Many educationalists are already asking serious questions about what the results mean, both in terms of what has caused them and whether the reforms currently being pushed through will deliver the required improvements.
David Reynolds, a senior adviser to the Welsh government, suggested that Wales was "reaping the results" of policy decisions made in the early 2000s, including the decision - largely welcomed by teachers - to scrap Sats in favour of teacher-led assessment. This year's GCSE cohort is the first to have never taken a formal Sat test.
"I can't prove it, but my gut feeling is that these pupils have not had enough opportunities to sit formal exams and they therefore haven't got the repertoire of skills needed," said Professor Reynolds. "That doesn't bode well for Pisa."
He also suggested that Wales' failure to develop and build capacity in its teaching workforce in the early 2000s, in the same way as the rest of the UK, may be a factor.
Wales' 15-year-olds are due to sit another round of Pisa (Programme for International Student Assessment) tests this November, and the Welsh government is hoping for better results than 2009, when Wales performed worse than the other UK nations in every measure - and worse than in 2006.

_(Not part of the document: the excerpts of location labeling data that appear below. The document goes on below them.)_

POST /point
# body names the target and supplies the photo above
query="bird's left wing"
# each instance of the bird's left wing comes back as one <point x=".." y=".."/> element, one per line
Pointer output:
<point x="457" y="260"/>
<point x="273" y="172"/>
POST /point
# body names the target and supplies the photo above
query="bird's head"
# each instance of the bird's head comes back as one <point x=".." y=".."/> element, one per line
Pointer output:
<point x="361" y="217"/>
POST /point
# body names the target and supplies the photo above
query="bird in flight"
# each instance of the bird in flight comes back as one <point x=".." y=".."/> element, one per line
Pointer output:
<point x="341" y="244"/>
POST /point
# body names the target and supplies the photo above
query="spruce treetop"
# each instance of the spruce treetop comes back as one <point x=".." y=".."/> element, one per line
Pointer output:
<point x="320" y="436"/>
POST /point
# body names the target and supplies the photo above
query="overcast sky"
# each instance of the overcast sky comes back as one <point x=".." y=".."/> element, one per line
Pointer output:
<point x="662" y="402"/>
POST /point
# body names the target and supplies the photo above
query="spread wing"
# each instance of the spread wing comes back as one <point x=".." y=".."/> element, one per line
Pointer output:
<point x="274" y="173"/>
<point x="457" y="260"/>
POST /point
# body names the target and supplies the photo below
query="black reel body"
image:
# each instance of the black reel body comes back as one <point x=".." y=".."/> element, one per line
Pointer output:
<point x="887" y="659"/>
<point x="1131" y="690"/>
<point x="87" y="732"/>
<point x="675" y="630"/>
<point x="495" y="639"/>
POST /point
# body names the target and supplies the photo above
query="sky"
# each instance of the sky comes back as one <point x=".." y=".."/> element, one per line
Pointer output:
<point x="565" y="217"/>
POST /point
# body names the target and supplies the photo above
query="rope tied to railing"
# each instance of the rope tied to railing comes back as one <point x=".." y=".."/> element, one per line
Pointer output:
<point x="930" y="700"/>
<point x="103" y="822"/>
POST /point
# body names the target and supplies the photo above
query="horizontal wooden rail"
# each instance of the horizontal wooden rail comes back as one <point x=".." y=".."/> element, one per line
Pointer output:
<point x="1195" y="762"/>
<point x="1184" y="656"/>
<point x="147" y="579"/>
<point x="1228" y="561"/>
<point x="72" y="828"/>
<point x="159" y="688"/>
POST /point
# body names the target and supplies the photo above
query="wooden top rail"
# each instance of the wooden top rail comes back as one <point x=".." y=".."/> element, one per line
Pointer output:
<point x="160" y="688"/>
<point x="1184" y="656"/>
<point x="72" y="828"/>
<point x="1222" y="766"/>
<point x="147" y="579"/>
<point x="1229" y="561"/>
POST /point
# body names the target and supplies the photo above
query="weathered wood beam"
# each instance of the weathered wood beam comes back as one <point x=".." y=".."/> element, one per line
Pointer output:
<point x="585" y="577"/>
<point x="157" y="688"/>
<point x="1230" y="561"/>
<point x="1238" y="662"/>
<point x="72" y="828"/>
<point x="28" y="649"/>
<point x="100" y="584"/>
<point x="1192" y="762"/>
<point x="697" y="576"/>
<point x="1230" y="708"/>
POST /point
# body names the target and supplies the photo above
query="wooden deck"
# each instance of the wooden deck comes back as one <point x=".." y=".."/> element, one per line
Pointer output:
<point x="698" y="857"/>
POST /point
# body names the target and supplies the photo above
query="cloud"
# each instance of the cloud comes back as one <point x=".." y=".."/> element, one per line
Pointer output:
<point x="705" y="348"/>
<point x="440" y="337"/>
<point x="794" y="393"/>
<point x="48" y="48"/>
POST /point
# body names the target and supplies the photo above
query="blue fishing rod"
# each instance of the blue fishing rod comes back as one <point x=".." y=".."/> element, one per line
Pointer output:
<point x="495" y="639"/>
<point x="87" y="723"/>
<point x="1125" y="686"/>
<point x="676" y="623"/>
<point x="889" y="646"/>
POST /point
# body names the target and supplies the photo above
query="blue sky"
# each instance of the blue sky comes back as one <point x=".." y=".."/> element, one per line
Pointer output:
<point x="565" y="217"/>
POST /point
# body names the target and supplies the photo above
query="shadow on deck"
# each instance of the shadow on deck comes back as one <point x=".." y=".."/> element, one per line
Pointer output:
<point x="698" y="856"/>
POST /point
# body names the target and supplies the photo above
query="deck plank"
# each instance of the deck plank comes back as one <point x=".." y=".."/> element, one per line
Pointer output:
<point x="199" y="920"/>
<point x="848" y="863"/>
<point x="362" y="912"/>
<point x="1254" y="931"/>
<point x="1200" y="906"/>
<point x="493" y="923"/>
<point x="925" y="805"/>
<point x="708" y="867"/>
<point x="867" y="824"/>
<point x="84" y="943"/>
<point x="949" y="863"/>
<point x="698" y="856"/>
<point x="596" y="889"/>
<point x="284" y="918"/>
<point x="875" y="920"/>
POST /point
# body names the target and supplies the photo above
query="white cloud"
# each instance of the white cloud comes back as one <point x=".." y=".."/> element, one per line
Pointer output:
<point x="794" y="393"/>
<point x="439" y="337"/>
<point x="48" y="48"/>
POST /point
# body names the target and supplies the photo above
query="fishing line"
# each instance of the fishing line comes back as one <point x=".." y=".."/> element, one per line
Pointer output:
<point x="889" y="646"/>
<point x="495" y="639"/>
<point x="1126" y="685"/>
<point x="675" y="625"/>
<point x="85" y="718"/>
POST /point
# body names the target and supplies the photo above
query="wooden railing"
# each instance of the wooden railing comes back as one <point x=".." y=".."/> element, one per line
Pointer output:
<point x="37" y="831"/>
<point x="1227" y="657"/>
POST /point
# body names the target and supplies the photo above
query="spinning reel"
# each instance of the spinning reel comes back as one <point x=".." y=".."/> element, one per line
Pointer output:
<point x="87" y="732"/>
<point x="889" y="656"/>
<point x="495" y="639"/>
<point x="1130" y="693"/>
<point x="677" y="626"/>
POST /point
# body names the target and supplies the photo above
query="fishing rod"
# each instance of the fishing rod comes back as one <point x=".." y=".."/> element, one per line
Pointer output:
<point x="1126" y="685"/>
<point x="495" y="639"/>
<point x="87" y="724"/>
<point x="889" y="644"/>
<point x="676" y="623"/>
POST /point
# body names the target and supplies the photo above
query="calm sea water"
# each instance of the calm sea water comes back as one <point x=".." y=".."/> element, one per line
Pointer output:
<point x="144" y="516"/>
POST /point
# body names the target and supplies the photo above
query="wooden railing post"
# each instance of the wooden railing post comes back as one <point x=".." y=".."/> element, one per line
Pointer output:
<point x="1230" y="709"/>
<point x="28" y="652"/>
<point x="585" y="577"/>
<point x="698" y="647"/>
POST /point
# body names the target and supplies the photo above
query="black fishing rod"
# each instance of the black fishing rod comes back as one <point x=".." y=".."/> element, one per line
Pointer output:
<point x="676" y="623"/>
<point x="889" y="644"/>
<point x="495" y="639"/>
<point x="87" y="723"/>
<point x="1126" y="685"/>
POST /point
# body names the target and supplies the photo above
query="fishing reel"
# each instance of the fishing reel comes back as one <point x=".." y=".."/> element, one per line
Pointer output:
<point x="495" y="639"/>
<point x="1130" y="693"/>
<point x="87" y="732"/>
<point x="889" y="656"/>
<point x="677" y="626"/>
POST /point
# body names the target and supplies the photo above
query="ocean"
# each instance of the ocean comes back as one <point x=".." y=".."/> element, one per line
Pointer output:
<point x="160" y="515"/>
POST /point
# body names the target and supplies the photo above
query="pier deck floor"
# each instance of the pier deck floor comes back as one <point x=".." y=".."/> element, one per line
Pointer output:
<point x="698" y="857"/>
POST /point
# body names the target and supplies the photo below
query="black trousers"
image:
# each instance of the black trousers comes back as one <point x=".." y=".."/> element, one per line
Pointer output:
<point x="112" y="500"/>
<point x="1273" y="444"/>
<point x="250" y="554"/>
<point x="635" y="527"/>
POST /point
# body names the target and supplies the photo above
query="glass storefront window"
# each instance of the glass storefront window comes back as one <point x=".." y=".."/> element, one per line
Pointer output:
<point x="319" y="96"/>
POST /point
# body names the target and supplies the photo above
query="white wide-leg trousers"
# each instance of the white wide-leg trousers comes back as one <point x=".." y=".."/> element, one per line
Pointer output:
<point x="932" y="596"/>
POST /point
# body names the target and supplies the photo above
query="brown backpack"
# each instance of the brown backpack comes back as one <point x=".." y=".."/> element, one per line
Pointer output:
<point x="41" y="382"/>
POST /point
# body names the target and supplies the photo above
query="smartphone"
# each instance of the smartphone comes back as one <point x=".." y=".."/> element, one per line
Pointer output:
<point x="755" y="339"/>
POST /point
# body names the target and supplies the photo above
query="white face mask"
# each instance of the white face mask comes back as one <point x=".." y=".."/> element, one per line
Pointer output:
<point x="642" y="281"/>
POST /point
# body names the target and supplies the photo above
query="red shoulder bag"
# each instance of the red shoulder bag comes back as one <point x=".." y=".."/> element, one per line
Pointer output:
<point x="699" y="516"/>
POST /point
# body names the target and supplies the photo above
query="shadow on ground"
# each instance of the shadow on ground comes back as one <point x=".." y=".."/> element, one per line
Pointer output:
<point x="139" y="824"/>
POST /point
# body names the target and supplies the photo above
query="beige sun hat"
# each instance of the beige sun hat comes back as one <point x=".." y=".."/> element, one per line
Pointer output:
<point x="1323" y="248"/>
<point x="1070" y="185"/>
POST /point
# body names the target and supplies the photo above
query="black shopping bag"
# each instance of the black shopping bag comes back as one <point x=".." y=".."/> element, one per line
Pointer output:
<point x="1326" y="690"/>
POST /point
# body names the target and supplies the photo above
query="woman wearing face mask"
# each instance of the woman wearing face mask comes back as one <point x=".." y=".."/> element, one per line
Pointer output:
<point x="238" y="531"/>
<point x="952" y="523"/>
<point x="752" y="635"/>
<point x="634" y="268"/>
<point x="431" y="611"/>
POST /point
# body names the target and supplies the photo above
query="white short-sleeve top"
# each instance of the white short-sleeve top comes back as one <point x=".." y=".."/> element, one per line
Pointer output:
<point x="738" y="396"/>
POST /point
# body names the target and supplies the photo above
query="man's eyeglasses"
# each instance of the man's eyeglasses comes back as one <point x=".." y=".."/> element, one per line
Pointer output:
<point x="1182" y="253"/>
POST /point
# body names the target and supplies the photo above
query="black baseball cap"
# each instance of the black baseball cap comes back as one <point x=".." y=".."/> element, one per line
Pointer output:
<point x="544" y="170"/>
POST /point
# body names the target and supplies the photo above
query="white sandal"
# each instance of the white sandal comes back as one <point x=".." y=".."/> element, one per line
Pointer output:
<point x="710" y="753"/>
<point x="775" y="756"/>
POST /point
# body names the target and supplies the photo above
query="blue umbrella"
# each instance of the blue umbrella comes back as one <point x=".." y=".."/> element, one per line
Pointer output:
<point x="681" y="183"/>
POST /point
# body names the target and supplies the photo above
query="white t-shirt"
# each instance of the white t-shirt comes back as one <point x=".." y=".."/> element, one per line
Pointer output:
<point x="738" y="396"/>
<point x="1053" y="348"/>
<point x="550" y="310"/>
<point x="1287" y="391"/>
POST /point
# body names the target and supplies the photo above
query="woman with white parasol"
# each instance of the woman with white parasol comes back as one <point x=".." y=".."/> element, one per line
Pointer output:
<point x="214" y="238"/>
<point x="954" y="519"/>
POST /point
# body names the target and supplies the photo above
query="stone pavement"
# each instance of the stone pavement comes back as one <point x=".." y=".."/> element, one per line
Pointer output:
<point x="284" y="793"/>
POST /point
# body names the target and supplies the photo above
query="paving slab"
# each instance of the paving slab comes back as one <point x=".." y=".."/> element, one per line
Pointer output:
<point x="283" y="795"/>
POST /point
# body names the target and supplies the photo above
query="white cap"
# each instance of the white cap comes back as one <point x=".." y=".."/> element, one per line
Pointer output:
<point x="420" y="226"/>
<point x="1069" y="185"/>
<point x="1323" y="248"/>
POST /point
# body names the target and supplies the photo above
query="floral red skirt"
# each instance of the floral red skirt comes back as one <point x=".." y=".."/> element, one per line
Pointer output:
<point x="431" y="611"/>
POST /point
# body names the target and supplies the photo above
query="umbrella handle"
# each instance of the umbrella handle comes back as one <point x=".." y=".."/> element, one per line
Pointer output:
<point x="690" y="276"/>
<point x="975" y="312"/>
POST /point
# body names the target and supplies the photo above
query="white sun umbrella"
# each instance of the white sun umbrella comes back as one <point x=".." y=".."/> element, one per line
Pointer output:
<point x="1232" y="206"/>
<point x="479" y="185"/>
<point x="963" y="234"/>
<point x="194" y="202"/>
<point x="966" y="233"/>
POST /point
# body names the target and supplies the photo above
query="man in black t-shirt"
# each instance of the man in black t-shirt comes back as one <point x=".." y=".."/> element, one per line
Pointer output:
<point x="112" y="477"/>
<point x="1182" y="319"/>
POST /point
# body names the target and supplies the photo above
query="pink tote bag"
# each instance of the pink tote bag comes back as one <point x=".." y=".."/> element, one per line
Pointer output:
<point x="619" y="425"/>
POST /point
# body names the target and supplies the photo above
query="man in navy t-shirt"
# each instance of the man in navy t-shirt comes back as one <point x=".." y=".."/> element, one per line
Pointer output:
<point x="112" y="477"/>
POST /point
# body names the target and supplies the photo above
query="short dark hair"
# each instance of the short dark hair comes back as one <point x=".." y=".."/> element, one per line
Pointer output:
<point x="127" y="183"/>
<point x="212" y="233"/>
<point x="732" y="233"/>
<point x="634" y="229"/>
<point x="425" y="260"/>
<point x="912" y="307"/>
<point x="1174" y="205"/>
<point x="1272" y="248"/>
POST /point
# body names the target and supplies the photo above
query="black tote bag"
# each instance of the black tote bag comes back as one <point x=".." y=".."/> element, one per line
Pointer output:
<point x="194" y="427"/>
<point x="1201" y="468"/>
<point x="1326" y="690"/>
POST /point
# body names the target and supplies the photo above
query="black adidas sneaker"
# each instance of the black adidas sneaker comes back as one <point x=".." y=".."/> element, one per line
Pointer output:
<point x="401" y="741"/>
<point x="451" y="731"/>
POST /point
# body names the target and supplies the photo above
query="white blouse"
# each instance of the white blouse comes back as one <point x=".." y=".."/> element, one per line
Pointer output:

Philip Dixon, director of teaching union ATL Cymru, said the results did not bode well. "What's happened with GCSEs may be an indication of what could happen with Pisa," he said. "If you have a cohort that's falling behind, it doesn't fill me with confidence that we will improve this time around."
After the last set of results, education minister Leighton Andrews launched a series of wide-ranging reforms to improve what he called a "complacent system", with the ultimate aim of Wales becoming a top 20 country in the 2015 Pisa tests.
Two of his top priorities were improving literacy and numeracy, a message that has been drummed into heads and teachers since. Dr Dixon said it was "puzzling" that this had not shown up in the results despite a "relentless focus". But he urged the Welsh government to stick to its plans and not to change direction.
The Conservative opposition, however, has not been so kind. Shadow education minister Angela Burns said that Mr Andrews must "pull his finger out and tackle the persistent underperformance in key skills in the Welsh education system".
Others have urged caution. Gareth Jones, secretary of heads' union ASCL Cymru, said the results were "confused" and that people should not "rush to make judgements based on one set of results". But he also highlighted the issue of CD borderline pupils in English GCSEs, which have generated criticism in England as well as Wales.
"What has happened this year is not that the exams or standards have been made more rigorous in a way that young people and teachers can prepare for, but that, halfway through the year, it was decided that too many students were going to get a C grade in English and the grade boundaries of the exam were pushed up very substantially," Mr Jones said.
A spokesman for the Welsh government said it was pleased with the results and that it was too soon to expect significant improvements. "We have always been clear that it is in the 2015 Pisa tests that we expect to see improvements and that it would be ambitious to expect large changes by 2012.
"The minister is putting in place the measures to raise standards and performance in Wales, but it is still early days."
Wales' education minister, Leighton Andrews, has raised concerns with England's exams regulator Ofqual about the methodology used in the English language GCSE.
Wales has not approved the new combined English GCSE now taken in many schools in England, but had to agree a compromise with Ofqual in relation to exam board WJEC's English language paper, which is sat on both sides of the border.
Mr Andrews said this meant the results of England and Wales could no longer be compared. Further meetings with Ofqual are planned for the autumn.
Last month, Mr Andrews and his Northern Ireland counterpart John O'Dowd sent a joint letter to education secretary Michael Gove, complaining of a lack of consultation over GCSE and A-level reforms.